Building a Blockchain-Based Artificial Intelligence (AI) Classification Model to Detect Frauds in a Live Transactional Financial System

Authors

  • Srinivas Ketha

Abstract

This research is being conducted to understand and explore on how to integrate two most trending, disruptive and innovative technologies of the current era that is Blockchain and Artificial Intelligence to find a solution to the business problem of detecting frauds in a live transactional financial system. The goal is to propose a conceptual framework encompassing Blockchain and Artificial Intelligence to detect and prevent frauds in a live transactional financial system for future research in the same domain to increase the chances of their success.
The ongoing research aims to forge a deeper comprehension and exploration into the seamless integration of two cutting-edge and revolutionary technologies prevalent in today's landscape: Blockchain and Artificial Intelligence (AI). This integration seeks to
tackle the pressing business challenge of detecting fraudulent activities within a dynamic, live transactional financial system. The primary objective revolves around devising a conceptual framework that harmonizes Blockchain and AI, ultimately aiming to
proactively identify and mitigate fraud instances within such financial ecosystems.
At its core, this research endeavors to leverage the inherent strengths of both Blockchain and AI. Blockchain technology, renowned for its decentralized and immutable nature, forms a robust foundation that ensures the integrity and transparency
of transactions within a financial system.
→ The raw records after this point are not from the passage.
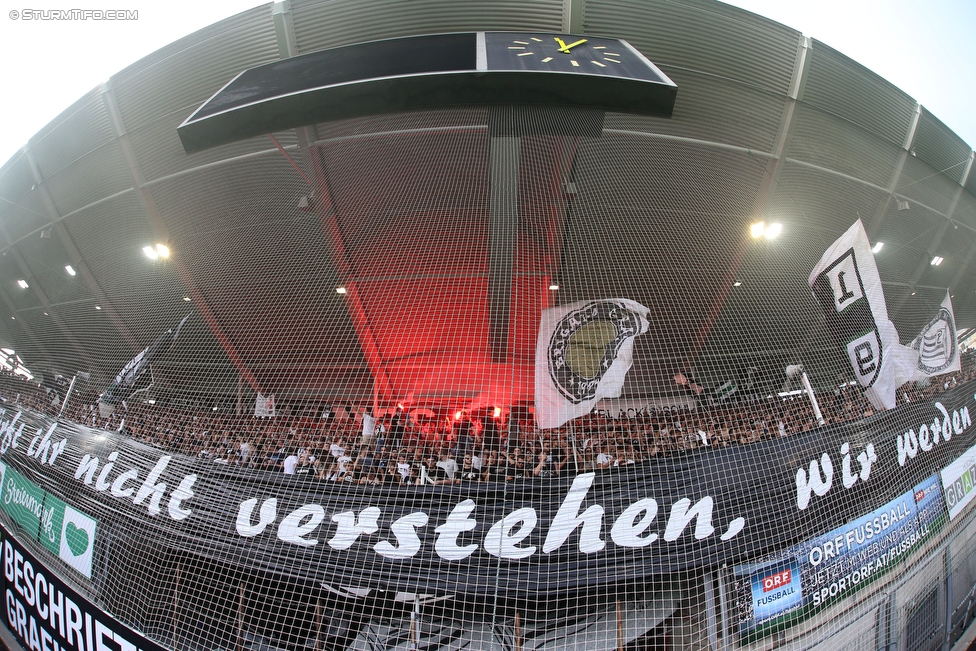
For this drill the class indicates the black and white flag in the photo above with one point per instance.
(582, 355)
(124, 383)
(846, 284)
(936, 345)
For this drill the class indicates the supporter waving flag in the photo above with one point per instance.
(582, 355)
(846, 284)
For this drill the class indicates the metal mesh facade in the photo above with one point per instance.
(382, 281)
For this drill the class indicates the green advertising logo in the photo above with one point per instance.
(61, 529)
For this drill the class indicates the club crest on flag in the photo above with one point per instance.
(936, 345)
(585, 343)
(839, 289)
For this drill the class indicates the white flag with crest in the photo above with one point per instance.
(846, 284)
(582, 355)
(936, 345)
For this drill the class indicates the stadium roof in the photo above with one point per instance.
(769, 125)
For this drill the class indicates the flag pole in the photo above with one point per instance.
(64, 403)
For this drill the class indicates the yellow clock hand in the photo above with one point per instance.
(565, 48)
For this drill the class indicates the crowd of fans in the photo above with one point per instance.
(398, 449)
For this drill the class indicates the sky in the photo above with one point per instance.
(925, 47)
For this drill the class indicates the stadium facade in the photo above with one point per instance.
(205, 316)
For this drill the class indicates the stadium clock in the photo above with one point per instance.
(571, 53)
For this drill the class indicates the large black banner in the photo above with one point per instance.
(43, 612)
(73, 489)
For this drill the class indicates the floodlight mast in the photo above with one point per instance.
(797, 369)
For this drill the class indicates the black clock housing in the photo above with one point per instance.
(434, 71)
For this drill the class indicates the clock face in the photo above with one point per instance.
(571, 53)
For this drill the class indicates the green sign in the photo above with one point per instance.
(63, 530)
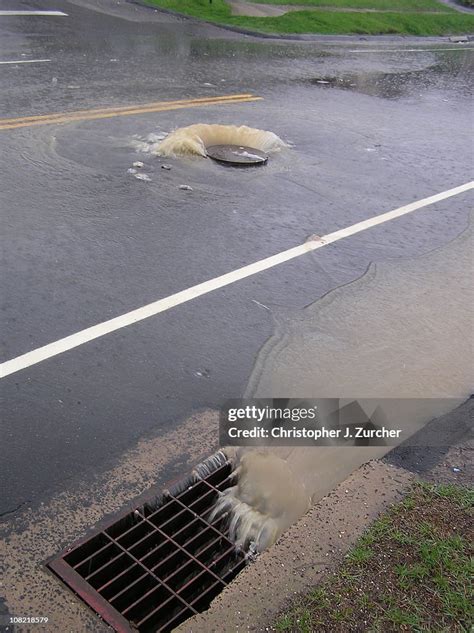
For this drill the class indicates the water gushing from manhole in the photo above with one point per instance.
(194, 139)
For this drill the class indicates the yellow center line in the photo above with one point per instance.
(103, 113)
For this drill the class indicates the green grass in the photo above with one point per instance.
(411, 571)
(380, 5)
(327, 22)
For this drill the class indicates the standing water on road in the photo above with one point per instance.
(402, 331)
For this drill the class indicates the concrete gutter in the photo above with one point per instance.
(314, 546)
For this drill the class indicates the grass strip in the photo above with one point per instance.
(326, 22)
(411, 571)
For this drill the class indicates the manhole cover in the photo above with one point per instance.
(237, 154)
(161, 563)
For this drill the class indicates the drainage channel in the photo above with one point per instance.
(162, 562)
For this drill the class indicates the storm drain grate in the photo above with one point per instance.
(160, 563)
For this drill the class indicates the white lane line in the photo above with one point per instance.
(26, 61)
(32, 13)
(410, 50)
(162, 305)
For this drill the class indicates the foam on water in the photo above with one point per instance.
(266, 500)
(194, 139)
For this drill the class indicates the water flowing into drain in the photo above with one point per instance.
(267, 498)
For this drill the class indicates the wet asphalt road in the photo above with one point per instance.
(84, 241)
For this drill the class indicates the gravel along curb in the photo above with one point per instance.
(305, 553)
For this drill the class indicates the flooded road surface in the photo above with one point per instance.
(369, 127)
(400, 334)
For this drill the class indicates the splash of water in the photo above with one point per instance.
(194, 139)
(266, 500)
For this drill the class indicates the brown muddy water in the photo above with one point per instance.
(194, 139)
(401, 332)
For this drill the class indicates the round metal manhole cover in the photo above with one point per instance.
(237, 154)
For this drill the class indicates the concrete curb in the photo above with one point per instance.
(303, 37)
(315, 545)
(305, 554)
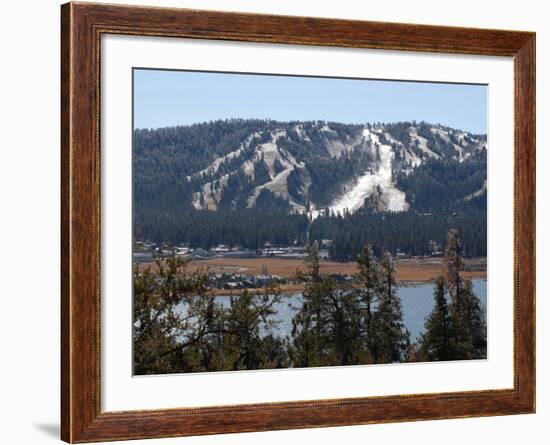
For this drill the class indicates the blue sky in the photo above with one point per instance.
(165, 98)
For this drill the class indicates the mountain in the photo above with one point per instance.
(221, 181)
(314, 166)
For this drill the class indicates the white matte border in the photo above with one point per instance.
(121, 391)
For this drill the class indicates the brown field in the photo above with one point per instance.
(412, 270)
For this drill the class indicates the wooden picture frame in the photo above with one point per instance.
(82, 26)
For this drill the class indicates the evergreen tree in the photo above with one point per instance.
(390, 338)
(437, 342)
(468, 320)
(367, 283)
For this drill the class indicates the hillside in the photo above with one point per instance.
(303, 176)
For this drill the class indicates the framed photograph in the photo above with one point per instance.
(274, 222)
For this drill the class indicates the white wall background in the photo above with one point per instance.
(29, 219)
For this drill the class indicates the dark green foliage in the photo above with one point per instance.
(349, 323)
(177, 328)
(455, 331)
(437, 341)
(391, 339)
(442, 185)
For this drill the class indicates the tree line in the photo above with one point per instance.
(178, 327)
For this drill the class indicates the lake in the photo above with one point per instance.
(417, 300)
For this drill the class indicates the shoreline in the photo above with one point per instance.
(410, 272)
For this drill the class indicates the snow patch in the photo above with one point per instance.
(353, 199)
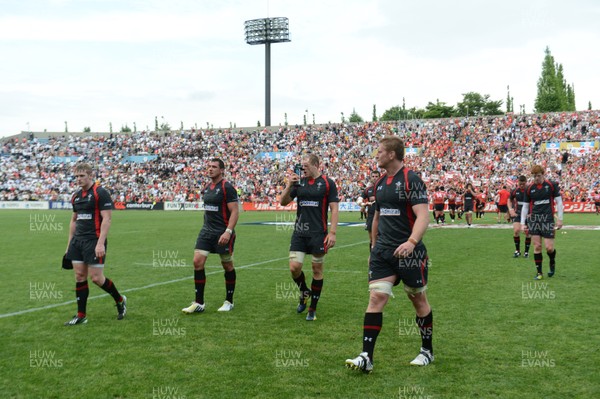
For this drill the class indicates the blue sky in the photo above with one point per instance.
(95, 62)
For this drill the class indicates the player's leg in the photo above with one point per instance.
(382, 276)
(414, 273)
(537, 254)
(317, 249)
(424, 321)
(316, 285)
(82, 290)
(226, 254)
(205, 244)
(230, 280)
(298, 250)
(517, 238)
(198, 305)
(551, 251)
(97, 276)
(527, 245)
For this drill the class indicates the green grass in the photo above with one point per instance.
(490, 340)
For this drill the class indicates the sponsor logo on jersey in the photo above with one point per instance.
(309, 203)
(389, 212)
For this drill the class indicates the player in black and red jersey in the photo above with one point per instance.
(515, 205)
(542, 198)
(596, 198)
(503, 197)
(451, 203)
(216, 236)
(469, 199)
(480, 201)
(399, 255)
(315, 193)
(459, 201)
(86, 248)
(438, 198)
(369, 201)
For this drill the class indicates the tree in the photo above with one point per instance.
(438, 110)
(554, 94)
(355, 118)
(474, 104)
(393, 114)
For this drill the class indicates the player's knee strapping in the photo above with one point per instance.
(384, 287)
(297, 256)
(226, 258)
(202, 252)
(318, 259)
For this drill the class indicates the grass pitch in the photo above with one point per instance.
(497, 332)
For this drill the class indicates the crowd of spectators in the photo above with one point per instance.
(487, 151)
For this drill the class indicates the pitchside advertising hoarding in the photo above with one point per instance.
(570, 207)
(576, 148)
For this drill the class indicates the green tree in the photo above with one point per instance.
(355, 118)
(474, 104)
(554, 94)
(509, 101)
(393, 114)
(571, 97)
(438, 110)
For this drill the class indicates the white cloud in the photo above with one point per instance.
(95, 62)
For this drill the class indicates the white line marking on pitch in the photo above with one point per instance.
(55, 305)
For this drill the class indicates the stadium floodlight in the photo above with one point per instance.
(266, 31)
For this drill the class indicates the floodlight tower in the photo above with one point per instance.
(266, 31)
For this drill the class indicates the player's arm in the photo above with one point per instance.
(524, 213)
(72, 226)
(374, 227)
(421, 223)
(104, 227)
(234, 214)
(560, 208)
(511, 210)
(330, 239)
(286, 196)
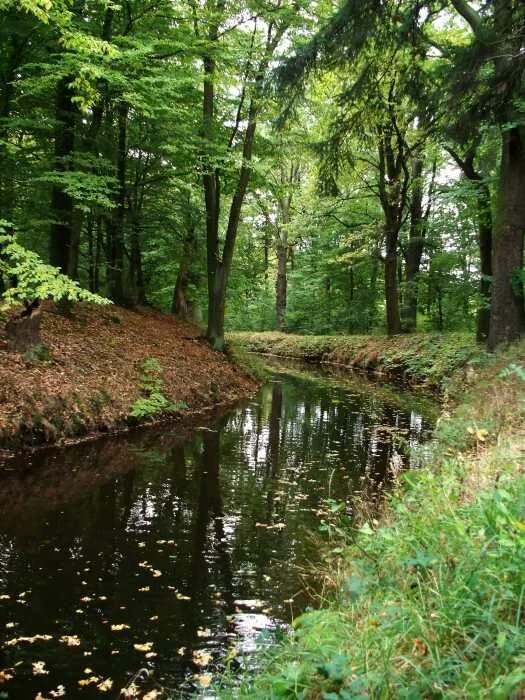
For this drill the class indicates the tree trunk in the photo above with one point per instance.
(62, 248)
(393, 319)
(281, 286)
(117, 221)
(507, 290)
(485, 254)
(415, 247)
(135, 264)
(23, 332)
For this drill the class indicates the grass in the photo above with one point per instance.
(430, 602)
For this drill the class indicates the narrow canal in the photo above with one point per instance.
(153, 557)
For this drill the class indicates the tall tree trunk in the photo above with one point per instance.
(414, 251)
(281, 286)
(485, 225)
(393, 318)
(485, 254)
(136, 269)
(62, 247)
(506, 315)
(181, 306)
(117, 220)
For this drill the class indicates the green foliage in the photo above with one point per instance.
(153, 402)
(432, 359)
(430, 603)
(36, 280)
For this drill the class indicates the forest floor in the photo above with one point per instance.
(427, 599)
(89, 374)
(428, 360)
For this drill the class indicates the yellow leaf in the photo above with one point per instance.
(201, 658)
(204, 679)
(105, 686)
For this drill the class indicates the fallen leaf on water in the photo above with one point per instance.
(71, 640)
(39, 668)
(203, 679)
(84, 682)
(131, 691)
(152, 695)
(201, 658)
(105, 686)
(28, 640)
(5, 676)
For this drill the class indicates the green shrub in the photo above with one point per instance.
(152, 402)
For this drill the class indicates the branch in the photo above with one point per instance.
(473, 19)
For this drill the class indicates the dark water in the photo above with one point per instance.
(196, 541)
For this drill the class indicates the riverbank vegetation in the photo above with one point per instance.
(427, 360)
(313, 167)
(106, 369)
(428, 601)
(336, 181)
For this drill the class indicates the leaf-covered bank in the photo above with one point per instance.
(103, 369)
(430, 359)
(429, 603)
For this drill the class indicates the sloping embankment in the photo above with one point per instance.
(88, 375)
(429, 359)
(431, 601)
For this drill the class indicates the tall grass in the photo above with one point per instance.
(431, 603)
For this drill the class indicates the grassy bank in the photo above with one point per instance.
(431, 601)
(106, 368)
(429, 359)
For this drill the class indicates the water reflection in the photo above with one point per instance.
(178, 543)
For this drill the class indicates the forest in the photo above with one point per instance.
(300, 166)
(262, 365)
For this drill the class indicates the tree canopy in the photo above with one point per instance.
(313, 167)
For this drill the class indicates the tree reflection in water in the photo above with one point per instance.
(190, 539)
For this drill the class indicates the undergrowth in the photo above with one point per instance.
(152, 401)
(431, 602)
(427, 358)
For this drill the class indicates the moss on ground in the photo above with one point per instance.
(431, 601)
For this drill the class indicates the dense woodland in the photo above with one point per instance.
(312, 167)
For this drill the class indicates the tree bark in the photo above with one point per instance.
(281, 286)
(415, 246)
(506, 315)
(117, 221)
(393, 319)
(62, 248)
(181, 305)
(23, 332)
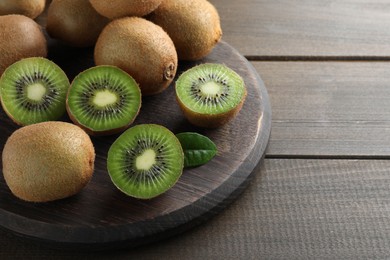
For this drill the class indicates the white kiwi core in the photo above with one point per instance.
(210, 88)
(105, 98)
(36, 91)
(146, 160)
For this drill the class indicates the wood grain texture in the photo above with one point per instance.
(263, 29)
(103, 217)
(292, 209)
(328, 109)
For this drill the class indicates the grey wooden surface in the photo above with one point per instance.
(323, 191)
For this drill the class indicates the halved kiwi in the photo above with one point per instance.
(210, 95)
(103, 100)
(145, 161)
(33, 90)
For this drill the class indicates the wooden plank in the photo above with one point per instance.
(328, 108)
(293, 209)
(309, 28)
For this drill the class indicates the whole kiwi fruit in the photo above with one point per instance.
(29, 8)
(210, 94)
(75, 22)
(20, 37)
(48, 161)
(142, 49)
(194, 26)
(119, 8)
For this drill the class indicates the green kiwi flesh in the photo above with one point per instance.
(145, 161)
(33, 90)
(103, 100)
(210, 94)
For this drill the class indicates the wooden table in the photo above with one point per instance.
(323, 190)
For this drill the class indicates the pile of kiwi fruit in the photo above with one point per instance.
(137, 46)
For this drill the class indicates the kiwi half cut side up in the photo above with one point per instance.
(210, 95)
(33, 90)
(103, 100)
(145, 161)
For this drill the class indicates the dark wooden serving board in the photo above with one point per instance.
(101, 217)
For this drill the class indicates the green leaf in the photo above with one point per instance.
(198, 149)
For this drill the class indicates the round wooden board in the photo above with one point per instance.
(101, 217)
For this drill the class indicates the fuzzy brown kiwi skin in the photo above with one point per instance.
(119, 8)
(142, 49)
(74, 22)
(211, 120)
(29, 8)
(20, 37)
(49, 148)
(194, 26)
(90, 131)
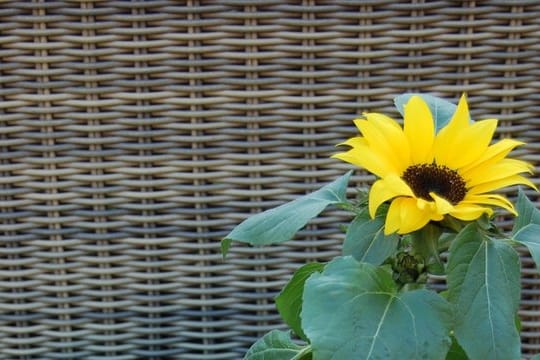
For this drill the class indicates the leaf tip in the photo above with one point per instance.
(225, 246)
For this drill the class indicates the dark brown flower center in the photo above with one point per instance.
(445, 182)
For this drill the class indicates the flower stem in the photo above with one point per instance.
(302, 352)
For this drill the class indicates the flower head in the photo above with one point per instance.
(428, 175)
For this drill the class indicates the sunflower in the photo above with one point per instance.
(427, 175)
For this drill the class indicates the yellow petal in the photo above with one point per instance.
(468, 145)
(469, 212)
(420, 130)
(494, 153)
(444, 141)
(386, 189)
(404, 216)
(397, 141)
(491, 172)
(500, 183)
(384, 143)
(363, 156)
(442, 206)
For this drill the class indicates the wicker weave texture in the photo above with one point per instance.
(135, 134)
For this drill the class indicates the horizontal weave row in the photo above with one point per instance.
(135, 134)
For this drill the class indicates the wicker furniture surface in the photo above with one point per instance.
(135, 134)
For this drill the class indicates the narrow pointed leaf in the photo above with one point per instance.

Simultaneously, “AI with its” prowess in “pattern recognitionand data analysis,” holds the potential to significantly enhance fraud detection capabilities by swiftly identifying anomalous patterns or irregularities amidst a myriad of transactions.
The overarching ambition is to propose a comprehensive conceptual blueprint that encapsulates the synergy between Blockchain and AI. This blueprint serves as a foundational framework for future research endeavors within the same domain, fostering
an environment conducive to heightened probabilities of success in addressing fraud detection and prevention. By intricately merging Blockchain's secure, transparent ledger with AI's analytical capabilities, the proposed framework aspires to fortify the existing defenses against fraudulent activities within live transactional systems. Through this amalgamation, the research aims to establish an innovative approach that not only detects ongoing fraud instances “in real time but also” proactively prevents potentially fraudulent activities, thereby fostering a more resilient and secure financial environment.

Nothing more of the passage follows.